In All's Well That Ends Well, Helena, a physician's daughter, must first cure the King of France, and then consummate her marriage to Bertram, the unwilling object of her affections. Although there are several other characters and subplots in the play, the themes of virtue, honor, and redemption can be seen in these central characters. The conclusions of the play's subplots, and that of the primary conflict, are seen by many as unsatisfactory, and as leaving the audience with mixed feelings about the characters and the story. Although the play was written as a comedy, it is commonly referred to as a "problem play" because of the somber and tragic elements found in it, and because of the general lack of satisfaction at the ending. Critic James L. Calderwood (1963) calls All's Well "the most problematic of the so-called 'problem plays'," and Joseph G. Price (1968) finds that while the balance of the play is exceptional, All's Well lacks the "characteristic mood" by which Shakespeare's plays can be identified.
The ending of the play has received much critical attention, with scholars divided on the issue of whether the play does, in fact, end well. Several critics call attention to the fact that due to the title of the play, expectations of the ending are heightened. Some believe that Shakespeare ended his play prematurely, in order to meet a production goal or for financial needs. Others debate the idea that the ending is not acceptable, and suggest viewing the play in terms of Elizabethan conventions. In 1977, Ian Donaldson argued that All's Well has not been studied as the complex play that it is. In what he calls Shakespeare's "play of endings," Donaldson contends that "the notion of the end dances elusively ahead, always just appearing. . . ." Thomas Cartelli (1983) suggests that the conclusion of All's Well was an experiment by Shakespeare, to keep the ending in rhythm with the "eccentric design" of the rest of the play. Maintaining that the ending of All's Well confronts the traditional romantic ending, Gerard J. Gross (1983) questions whether the ending of the play is happy, as a comedy is expected to be, in part because Helena's attraction for Bertram is not entirely believable, and also because the audience is never positive that Helena and Bertram will have a happy life together.

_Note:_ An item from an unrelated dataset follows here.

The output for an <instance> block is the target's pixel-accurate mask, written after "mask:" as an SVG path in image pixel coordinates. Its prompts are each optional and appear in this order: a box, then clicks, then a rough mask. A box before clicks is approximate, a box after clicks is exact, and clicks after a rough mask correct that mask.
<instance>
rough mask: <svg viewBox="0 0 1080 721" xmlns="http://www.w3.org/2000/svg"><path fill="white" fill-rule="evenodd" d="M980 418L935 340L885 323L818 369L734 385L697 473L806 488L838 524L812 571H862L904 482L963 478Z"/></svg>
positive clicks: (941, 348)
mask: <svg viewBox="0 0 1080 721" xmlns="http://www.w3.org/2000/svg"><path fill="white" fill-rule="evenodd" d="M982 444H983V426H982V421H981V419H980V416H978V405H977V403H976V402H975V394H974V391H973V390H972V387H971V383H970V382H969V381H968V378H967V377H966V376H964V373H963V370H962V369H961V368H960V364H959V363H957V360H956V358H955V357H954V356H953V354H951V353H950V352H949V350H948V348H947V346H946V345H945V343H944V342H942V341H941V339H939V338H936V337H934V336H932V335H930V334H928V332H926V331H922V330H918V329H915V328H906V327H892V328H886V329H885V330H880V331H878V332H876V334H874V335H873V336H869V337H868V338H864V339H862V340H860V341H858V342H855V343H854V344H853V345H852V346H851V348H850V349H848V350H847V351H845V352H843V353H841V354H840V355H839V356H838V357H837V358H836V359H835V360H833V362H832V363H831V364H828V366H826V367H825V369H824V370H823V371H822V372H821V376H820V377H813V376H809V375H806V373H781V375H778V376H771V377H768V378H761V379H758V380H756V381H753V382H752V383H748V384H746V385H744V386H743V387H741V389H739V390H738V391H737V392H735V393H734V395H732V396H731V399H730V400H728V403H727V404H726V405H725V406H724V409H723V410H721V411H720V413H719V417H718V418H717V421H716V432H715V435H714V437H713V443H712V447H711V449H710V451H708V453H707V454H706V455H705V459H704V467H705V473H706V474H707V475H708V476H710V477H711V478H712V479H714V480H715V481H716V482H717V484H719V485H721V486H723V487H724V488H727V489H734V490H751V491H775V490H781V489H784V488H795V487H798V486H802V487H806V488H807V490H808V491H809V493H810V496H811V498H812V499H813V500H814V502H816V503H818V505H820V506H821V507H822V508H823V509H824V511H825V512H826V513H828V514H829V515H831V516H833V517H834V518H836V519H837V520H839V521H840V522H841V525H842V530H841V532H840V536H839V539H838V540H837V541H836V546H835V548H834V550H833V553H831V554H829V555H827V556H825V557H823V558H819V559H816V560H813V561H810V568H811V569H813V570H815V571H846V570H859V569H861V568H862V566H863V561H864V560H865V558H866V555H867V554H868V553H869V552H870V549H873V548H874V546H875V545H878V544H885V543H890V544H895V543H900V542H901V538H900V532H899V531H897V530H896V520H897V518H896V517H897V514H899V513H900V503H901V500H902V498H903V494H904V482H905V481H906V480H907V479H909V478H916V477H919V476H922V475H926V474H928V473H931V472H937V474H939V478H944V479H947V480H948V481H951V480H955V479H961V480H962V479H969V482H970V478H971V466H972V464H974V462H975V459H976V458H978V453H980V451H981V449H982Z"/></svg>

The sexuality of the play is another controversial and much-debated theme. Critics point to the unlikelihood of Helena pursuing a husband who is not only clearly above her rank, but who is portrayed as a selfish, seemingly unlikable man. Early commentators on the play criticized Helena for pursuing a man at all. Recent critics, however, have been more favorable to Helena. E. A. J. Honigmann (1989) views All's Well as a play of female dominance, and one illustrating the contrast of male and female. Likewise, Marilyn L. Williamson (1986) contends that the bed-trick allows Helena to be more sexual than normally allowed in romantic comedies, without being lustful, because the sex is achieved for chaste motives. Carol Thomas Neely (1985) sees the separation of sexuality and marriage in the play as the foundation for other sources of corruption, and cites the bed-trick as death and rebirth, both sexually and psychologically, for Bertram and Helena.

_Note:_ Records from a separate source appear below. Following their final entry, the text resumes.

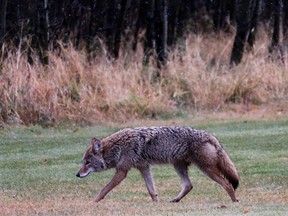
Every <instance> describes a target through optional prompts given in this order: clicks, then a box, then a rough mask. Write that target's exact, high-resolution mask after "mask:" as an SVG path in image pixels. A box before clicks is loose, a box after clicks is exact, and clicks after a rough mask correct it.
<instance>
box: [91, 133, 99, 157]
mask: <svg viewBox="0 0 288 216" xmlns="http://www.w3.org/2000/svg"><path fill="white" fill-rule="evenodd" d="M91 144H92V146H93V153H95V154H97V153H99V152H100V150H101V142H100V140H98V139H97V138H95V137H94V138H92V140H91Z"/></svg>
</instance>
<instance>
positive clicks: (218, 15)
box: [0, 0, 287, 64]
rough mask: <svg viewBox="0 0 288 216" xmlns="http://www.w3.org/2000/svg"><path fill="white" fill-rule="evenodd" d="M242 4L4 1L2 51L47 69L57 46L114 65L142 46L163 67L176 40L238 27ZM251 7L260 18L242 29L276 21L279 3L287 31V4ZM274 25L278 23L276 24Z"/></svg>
mask: <svg viewBox="0 0 288 216" xmlns="http://www.w3.org/2000/svg"><path fill="white" fill-rule="evenodd" d="M238 1H240V2H241V0H206V1H203V0H190V1H188V0H109V1H103V0H57V1H56V0H54V1H51V0H37V1H36V0H9V1H8V0H0V2H1V3H0V7H1V8H0V12H1V13H0V47H2V45H3V44H4V43H6V44H8V45H9V47H10V46H11V45H12V46H14V47H17V48H21V49H23V50H26V51H27V54H28V61H29V63H31V64H33V58H32V56H33V55H32V53H36V54H37V55H38V56H39V59H40V60H41V61H42V63H43V64H48V62H49V59H48V55H47V52H48V50H55V49H57V47H58V46H59V42H61V43H62V44H64V45H65V44H68V43H72V44H73V46H74V47H76V48H77V49H86V50H87V52H88V53H90V54H91V55H90V56H93V55H95V54H99V53H101V50H102V47H103V46H105V49H106V50H107V52H108V56H109V57H111V58H115V59H117V58H118V56H119V50H120V47H121V46H124V47H125V48H126V49H132V50H135V49H136V47H137V43H138V42H141V43H142V44H143V47H144V52H145V58H144V62H148V60H149V57H150V56H151V55H153V54H155V56H156V57H157V59H158V60H159V62H161V63H165V61H166V59H167V53H168V52H169V50H171V49H173V48H174V47H175V45H176V44H177V40H178V39H179V38H183V37H185V35H187V33H189V32H194V33H199V32H207V33H211V32H212V31H228V30H229V26H230V25H234V26H236V23H237V16H236V14H237V12H238V11H237V5H238ZM246 2H249V1H248V0H246ZM250 2H251V5H253V7H251V6H248V7H250V8H253V10H254V8H255V7H257V8H258V9H261V12H259V11H260V10H259V11H257V13H256V14H257V19H253V21H247V20H245V19H243V20H241V21H243V22H242V24H241V28H243V23H244V22H249V26H252V22H254V21H255V20H257V22H260V21H265V22H266V21H270V20H273V17H275V10H274V9H273V8H275V5H277V4H276V3H275V2H280V3H281V4H282V5H283V4H284V5H283V7H282V8H281V11H282V12H281V11H278V12H277V13H278V15H282V14H284V15H283V17H282V18H281V20H283V22H281V24H282V23H286V25H284V26H287V13H284V12H285V10H287V3H286V1H283V0H270V1H269V0H250ZM256 2H258V5H257V4H256ZM283 2H284V3H283ZM255 5H256V6H255ZM243 8H245V7H243ZM245 9H246V8H245ZM238 14H239V13H238ZM243 14H244V15H245V13H243ZM285 14H286V17H285ZM240 15H241V13H240ZM240 19H242V18H240ZM274 20H275V22H276V21H277V19H276V18H274ZM238 21H239V15H238ZM270 23H272V22H270ZM244 25H246V26H247V25H248V24H247V23H244ZM238 26H240V25H238ZM238 26H237V27H238ZM250 29H252V28H250ZM143 33H144V34H143ZM240 38H241V37H240ZM242 40H243V39H242ZM0 55H1V56H4V55H5V50H4V49H2V50H1V51H0Z"/></svg>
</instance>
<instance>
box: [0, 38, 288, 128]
mask: <svg viewBox="0 0 288 216" xmlns="http://www.w3.org/2000/svg"><path fill="white" fill-rule="evenodd" d="M232 41H233V36H232V35H230V36H229V35H222V34H221V35H214V36H213V35H209V36H204V35H202V36H199V35H198V36H196V35H191V36H190V37H189V38H188V39H187V41H186V47H185V51H183V49H182V50H181V48H180V47H179V49H178V50H177V51H175V52H174V53H172V54H171V55H170V56H171V58H170V60H169V61H168V63H167V65H166V66H165V68H162V69H161V70H159V69H157V66H155V65H156V63H153V62H151V63H150V65H149V66H143V65H142V59H143V54H142V53H143V52H142V50H141V47H139V49H138V51H137V52H136V53H133V52H129V53H124V52H122V53H120V57H119V59H118V60H117V61H112V60H109V59H108V58H107V57H106V56H103V57H95V59H94V60H92V61H91V60H90V61H88V60H87V56H86V54H85V53H83V52H81V51H77V50H75V49H74V48H72V47H65V48H64V47H62V48H61V50H60V51H61V54H60V55H59V53H56V52H50V53H49V60H50V63H49V65H48V66H43V65H42V64H41V63H40V62H39V63H37V61H35V63H34V64H33V65H29V63H27V55H26V53H25V52H21V51H20V50H18V51H17V50H16V51H15V52H13V51H10V52H8V56H7V58H5V59H2V60H1V59H0V66H1V68H0V112H1V113H0V114H1V115H0V121H2V122H8V123H15V122H16V123H24V124H30V123H32V124H35V123H40V124H44V125H47V124H48V125H50V124H54V123H59V122H61V121H67V120H68V121H73V122H83V121H84V122H97V121H98V122H99V121H118V122H124V121H126V120H127V119H129V120H131V119H135V118H143V117H155V116H156V117H157V116H161V115H172V114H175V113H177V112H179V110H180V111H183V110H185V111H191V110H192V111H193V110H194V111H199V110H201V111H203V110H206V111H217V110H218V111H219V110H223V109H224V110H225V109H227V104H231V103H233V104H244V105H245V106H246V107H247V109H250V108H251V107H252V108H253V107H257V106H258V105H259V104H265V103H267V102H269V101H271V100H276V101H279V100H283V99H285V96H286V95H287V90H288V74H287V65H285V64H283V63H281V62H280V61H279V60H277V59H276V60H275V58H269V57H268V51H267V47H268V43H269V42H268V41H269V40H268V39H265V38H262V39H260V40H258V41H257V43H256V45H255V50H254V52H253V53H251V54H247V55H246V56H245V59H244V61H243V63H241V64H240V65H239V66H237V67H234V68H230V67H229V66H228V62H229V55H230V52H231V46H232ZM4 48H5V47H3V49H4ZM103 53H105V49H104V48H103ZM286 60H287V59H286Z"/></svg>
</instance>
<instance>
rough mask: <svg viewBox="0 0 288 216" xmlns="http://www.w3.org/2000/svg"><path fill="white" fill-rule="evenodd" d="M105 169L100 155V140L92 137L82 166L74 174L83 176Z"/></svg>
mask: <svg viewBox="0 0 288 216" xmlns="http://www.w3.org/2000/svg"><path fill="white" fill-rule="evenodd" d="M103 170H106V164H105V162H104V159H103V157H102V146H101V142H100V140H98V139H96V138H92V140H91V143H90V144H89V146H88V148H87V150H86V152H85V154H84V156H83V159H82V167H81V168H80V170H79V171H78V173H77V174H76V176H77V177H80V178H84V177H86V176H87V175H88V174H89V173H91V172H101V171H103Z"/></svg>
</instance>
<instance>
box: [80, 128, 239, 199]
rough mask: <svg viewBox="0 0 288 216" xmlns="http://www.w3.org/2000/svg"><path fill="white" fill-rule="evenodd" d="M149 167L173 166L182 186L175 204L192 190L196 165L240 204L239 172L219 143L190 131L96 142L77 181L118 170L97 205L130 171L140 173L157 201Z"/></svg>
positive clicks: (140, 133)
mask: <svg viewBox="0 0 288 216" xmlns="http://www.w3.org/2000/svg"><path fill="white" fill-rule="evenodd" d="M150 164H172V165H173V166H174V167H175V169H176V171H177V173H178V175H179V176H180V178H181V180H182V182H183V188H182V190H181V192H180V193H179V194H178V196H176V197H175V198H174V199H173V200H172V201H173V202H178V201H180V200H181V199H182V198H183V197H184V196H185V195H186V194H187V193H188V192H189V191H190V190H191V189H192V187H193V186H192V183H191V181H190V179H189V177H188V166H189V165H190V164H195V165H196V166H197V167H198V168H199V169H200V170H202V171H203V172H204V173H205V174H207V175H208V176H209V177H210V178H211V179H213V180H214V181H216V182H217V183H219V184H220V185H221V186H222V187H223V188H224V189H225V190H226V191H227V193H228V194H229V196H230V197H231V199H232V201H237V199H236V196H235V189H236V188H237V186H238V183H239V175H238V173H237V170H236V168H235V166H234V164H233V162H232V161H231V159H230V158H229V156H228V154H227V153H226V151H225V150H224V149H223V147H222V146H221V144H220V143H219V142H218V140H217V139H216V138H215V137H214V136H212V135H211V134H209V133H208V132H205V131H201V130H196V129H193V128H190V127H176V126H165V127H137V128H126V129H123V130H120V131H118V132H116V133H114V134H112V135H110V136H108V137H106V138H103V139H102V140H98V139H96V138H93V139H92V141H91V143H90V145H89V146H88V148H87V150H86V152H85V154H84V157H83V165H82V167H81V168H80V170H79V172H78V173H77V176H78V177H86V176H87V175H88V174H89V173H90V172H100V171H103V170H107V169H109V168H116V174H115V175H114V177H113V178H112V180H111V181H110V182H109V183H108V184H107V185H106V186H105V187H104V188H103V189H102V191H101V192H100V193H99V194H98V196H97V197H96V199H95V201H96V202H97V201H100V200H101V199H103V198H104V197H105V195H106V194H107V193H108V192H109V191H110V190H112V189H113V188H114V187H115V186H116V185H118V184H119V183H120V182H121V181H122V180H123V179H124V178H125V177H126V175H127V173H128V171H129V170H130V169H131V168H136V169H138V170H139V171H140V172H141V174H142V176H143V178H144V180H145V183H146V186H147V189H148V191H149V193H150V195H151V197H152V199H153V200H154V201H156V200H157V194H156V190H155V186H154V183H153V179H152V175H151V172H150Z"/></svg>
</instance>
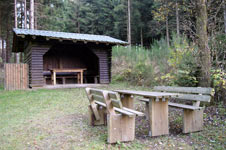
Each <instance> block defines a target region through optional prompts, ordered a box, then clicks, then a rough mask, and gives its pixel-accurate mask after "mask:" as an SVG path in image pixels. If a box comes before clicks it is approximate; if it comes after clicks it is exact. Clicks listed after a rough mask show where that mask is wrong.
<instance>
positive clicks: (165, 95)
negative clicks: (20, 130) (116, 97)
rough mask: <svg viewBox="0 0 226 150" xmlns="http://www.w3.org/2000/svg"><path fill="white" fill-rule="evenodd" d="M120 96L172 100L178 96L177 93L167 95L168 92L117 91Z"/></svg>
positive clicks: (125, 90) (129, 90)
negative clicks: (140, 97)
mask: <svg viewBox="0 0 226 150" xmlns="http://www.w3.org/2000/svg"><path fill="white" fill-rule="evenodd" d="M115 92H118V93H120V94H128V95H137V96H143V97H153V98H170V97H171V96H177V95H179V94H177V93H166V92H149V91H134V90H115Z"/></svg>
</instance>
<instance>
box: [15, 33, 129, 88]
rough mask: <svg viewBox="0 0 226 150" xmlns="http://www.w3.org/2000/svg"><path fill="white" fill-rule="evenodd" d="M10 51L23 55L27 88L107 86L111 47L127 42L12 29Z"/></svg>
mask: <svg viewBox="0 0 226 150" xmlns="http://www.w3.org/2000/svg"><path fill="white" fill-rule="evenodd" d="M13 32H14V37H13V49H12V51H13V52H24V63H26V64H27V65H28V66H29V71H28V77H29V87H31V88H33V87H45V86H46V85H53V86H55V85H57V84H58V85H65V84H83V83H85V84H109V83H110V82H111V56H112V47H113V46H115V45H127V44H128V43H126V42H124V41H121V40H118V39H115V38H112V37H109V36H102V35H91V34H77V33H66V32H55V31H44V30H31V29H13Z"/></svg>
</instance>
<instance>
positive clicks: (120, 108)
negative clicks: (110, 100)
mask: <svg viewBox="0 0 226 150" xmlns="http://www.w3.org/2000/svg"><path fill="white" fill-rule="evenodd" d="M111 103H112V105H113V106H114V107H117V108H120V109H122V103H121V101H120V99H119V100H116V99H111Z"/></svg>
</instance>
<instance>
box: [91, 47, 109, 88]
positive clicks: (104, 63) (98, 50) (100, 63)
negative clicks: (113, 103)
mask: <svg viewBox="0 0 226 150" xmlns="http://www.w3.org/2000/svg"><path fill="white" fill-rule="evenodd" d="M93 52H94V53H95V54H96V55H97V56H98V58H99V68H100V69H99V75H100V83H101V84H109V83H110V81H111V53H112V51H111V50H110V49H107V50H106V49H105V50H104V49H93Z"/></svg>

Modern criticism of the play also addresses Shakespeare's intention of commenting on the social role of women, the similarities between Helena's feelings for Bertram and Shakespeare's feelings for his lover in the sonnets, and whether or not stage productions should attempt to explain the holes in the plot through non-verbal cues. The primary debate continues, however, over whether All's Well illustrates Shakespeare's ability to fuse together drastically different characters and seemingly unrelated elements, or whether it exposes lack of unity and forethought on the playwright's part.